I’ve never really mentioned music here, perhaps owing to the breakneck speed of that particular industry. It seems that by the time you truly learn to appreciate one release, another five hundred have come and gone in the interim, all of which are equally deserving of a stand in the limelight. I’ve always viewed music as something that warrants a dedicated blog of its own, one conducive to shorter, rapid-fire updates: something which you sure ain’t getting here.
Looking back over the year, however, I can’t help but feel that too much came out in 2012 not to warrant a quick look back. Considering this is the year that saw Psy orchestrate a successful bid for world domination, I’m surprised there were enough raw materials left to press discs that didn’t have the words ‘Gangnam Style’ printed on them, let alone to facilitate the continued rise of the likes of Kendrick Lamar and Frank Ocean. 2012 was somewhat of a poster year for experimental, intelligent hip-hop, but more than that, also saw the Deftones’ return to form, Carley Ray Jepsen’s dating masterclass, and the dawn of hamburger-based horror in music videos. We’re truly living in great times.

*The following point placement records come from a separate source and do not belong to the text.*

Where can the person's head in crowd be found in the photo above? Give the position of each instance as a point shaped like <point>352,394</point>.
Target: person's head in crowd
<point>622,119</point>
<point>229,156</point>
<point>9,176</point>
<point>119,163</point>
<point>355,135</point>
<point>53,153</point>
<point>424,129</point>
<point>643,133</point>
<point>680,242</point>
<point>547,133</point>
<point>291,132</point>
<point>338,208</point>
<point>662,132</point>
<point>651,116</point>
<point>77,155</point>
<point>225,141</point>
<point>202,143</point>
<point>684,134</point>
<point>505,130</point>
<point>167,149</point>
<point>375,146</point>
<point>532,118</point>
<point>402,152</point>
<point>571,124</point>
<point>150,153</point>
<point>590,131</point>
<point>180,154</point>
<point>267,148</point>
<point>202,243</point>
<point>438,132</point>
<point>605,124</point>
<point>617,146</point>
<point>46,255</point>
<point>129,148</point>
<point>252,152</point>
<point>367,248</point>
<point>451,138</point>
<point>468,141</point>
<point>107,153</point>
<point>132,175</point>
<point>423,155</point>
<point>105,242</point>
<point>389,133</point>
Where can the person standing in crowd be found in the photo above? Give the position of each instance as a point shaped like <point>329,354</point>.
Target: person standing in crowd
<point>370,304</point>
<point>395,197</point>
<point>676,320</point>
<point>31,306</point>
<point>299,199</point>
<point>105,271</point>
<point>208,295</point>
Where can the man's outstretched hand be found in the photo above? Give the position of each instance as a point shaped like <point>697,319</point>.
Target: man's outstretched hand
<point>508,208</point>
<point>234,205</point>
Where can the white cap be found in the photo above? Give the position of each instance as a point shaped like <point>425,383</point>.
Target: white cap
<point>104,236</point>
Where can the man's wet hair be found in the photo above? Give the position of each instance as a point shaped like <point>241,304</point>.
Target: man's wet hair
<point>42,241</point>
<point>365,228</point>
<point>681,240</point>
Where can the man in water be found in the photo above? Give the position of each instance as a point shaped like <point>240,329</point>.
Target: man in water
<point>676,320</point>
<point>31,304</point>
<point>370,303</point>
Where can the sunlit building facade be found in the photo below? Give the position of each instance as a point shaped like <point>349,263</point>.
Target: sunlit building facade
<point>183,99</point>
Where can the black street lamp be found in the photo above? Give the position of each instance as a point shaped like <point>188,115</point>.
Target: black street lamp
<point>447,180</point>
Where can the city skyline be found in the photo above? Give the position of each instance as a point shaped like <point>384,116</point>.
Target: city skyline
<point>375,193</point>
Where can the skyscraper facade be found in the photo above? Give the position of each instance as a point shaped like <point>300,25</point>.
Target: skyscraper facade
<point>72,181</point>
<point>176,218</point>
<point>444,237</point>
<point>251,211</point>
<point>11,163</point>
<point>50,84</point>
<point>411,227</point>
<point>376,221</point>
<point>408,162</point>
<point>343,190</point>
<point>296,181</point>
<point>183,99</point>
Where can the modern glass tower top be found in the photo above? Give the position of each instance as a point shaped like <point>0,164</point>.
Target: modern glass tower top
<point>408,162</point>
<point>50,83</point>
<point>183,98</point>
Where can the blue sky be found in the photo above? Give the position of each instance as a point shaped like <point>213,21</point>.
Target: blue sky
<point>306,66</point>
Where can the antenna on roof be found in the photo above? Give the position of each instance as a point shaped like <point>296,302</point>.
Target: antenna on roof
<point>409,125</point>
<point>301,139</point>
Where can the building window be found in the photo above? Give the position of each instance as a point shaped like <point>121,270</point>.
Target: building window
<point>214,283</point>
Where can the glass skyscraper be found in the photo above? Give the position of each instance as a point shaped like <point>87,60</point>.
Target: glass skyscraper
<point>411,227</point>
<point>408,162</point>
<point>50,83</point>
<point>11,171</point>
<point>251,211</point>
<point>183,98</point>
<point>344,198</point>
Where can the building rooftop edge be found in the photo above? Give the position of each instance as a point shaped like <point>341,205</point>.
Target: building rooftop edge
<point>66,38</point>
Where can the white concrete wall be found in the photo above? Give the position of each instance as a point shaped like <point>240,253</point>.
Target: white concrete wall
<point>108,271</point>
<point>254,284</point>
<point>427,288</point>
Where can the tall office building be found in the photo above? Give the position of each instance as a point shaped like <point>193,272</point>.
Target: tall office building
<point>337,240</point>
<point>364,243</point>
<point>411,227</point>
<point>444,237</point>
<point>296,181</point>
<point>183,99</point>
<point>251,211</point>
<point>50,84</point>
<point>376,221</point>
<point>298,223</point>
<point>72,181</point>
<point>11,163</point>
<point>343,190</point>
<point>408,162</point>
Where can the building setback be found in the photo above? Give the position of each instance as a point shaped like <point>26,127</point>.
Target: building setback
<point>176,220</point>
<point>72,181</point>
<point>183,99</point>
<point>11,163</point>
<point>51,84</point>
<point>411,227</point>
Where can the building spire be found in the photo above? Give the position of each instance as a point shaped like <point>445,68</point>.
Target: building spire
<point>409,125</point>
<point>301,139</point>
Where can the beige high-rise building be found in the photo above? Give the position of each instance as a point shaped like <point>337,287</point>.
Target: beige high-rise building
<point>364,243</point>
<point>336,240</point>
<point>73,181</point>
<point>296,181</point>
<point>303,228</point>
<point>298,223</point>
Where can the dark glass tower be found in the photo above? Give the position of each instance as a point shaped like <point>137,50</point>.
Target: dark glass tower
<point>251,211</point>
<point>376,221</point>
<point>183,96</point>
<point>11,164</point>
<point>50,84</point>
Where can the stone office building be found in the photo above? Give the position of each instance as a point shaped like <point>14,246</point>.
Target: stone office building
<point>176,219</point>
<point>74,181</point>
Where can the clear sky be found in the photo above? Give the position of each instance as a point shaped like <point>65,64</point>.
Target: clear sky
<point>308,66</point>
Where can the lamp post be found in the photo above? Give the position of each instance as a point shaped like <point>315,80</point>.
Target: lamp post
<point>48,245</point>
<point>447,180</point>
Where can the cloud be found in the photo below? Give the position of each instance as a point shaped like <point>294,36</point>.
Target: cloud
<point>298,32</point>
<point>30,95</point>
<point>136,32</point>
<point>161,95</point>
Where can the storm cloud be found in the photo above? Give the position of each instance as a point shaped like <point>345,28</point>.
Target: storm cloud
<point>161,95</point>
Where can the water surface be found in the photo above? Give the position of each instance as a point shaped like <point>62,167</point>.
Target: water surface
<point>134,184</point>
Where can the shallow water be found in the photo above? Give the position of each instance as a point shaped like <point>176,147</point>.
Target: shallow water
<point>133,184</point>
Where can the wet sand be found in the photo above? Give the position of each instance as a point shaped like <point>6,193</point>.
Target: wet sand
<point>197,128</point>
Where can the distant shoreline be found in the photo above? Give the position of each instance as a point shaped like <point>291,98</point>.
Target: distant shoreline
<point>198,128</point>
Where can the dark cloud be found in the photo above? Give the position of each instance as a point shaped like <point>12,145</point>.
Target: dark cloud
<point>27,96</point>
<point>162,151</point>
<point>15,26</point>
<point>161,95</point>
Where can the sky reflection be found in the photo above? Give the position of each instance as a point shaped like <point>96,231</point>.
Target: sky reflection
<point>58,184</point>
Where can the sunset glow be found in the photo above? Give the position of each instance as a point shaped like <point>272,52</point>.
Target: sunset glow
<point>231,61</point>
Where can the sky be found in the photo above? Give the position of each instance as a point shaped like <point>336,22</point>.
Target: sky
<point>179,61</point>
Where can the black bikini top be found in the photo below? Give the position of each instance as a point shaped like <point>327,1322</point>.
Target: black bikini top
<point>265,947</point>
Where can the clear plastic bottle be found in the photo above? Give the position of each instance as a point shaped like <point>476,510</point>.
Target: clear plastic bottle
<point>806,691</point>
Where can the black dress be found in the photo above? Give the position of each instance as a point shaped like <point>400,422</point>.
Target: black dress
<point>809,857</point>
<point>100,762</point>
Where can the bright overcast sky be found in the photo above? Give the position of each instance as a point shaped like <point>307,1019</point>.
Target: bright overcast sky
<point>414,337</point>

Tying in with my upcoming run-down of 2012’s videogames, it also wouldn’t be proper if I didn’t give mention to two soundtracks that, like Darren Korb’s work with Bastion last year, watered pants worldwide– Hotline Miami’s eclectic compilation of electro and psychedelica, and the ambient blips of Disasterpeace’s soundtrack to Fez. Throw money at them – they deserve it.
Anyway, here are my top 5 albums of 2012. You’re more than welcome to tell me how wrong I am, and I’m equally welcome to curl up in a ball and cry when you insult my taste. Give it a go; we’ll make a party of it.
5. The Bad Plus – Made Possible
I was largely unfamiliar with The Bad Plus until the release of their ninth album in September; and I’m not ashamed to admit that my main motivation for including this here is guilt over having ignored them for so long.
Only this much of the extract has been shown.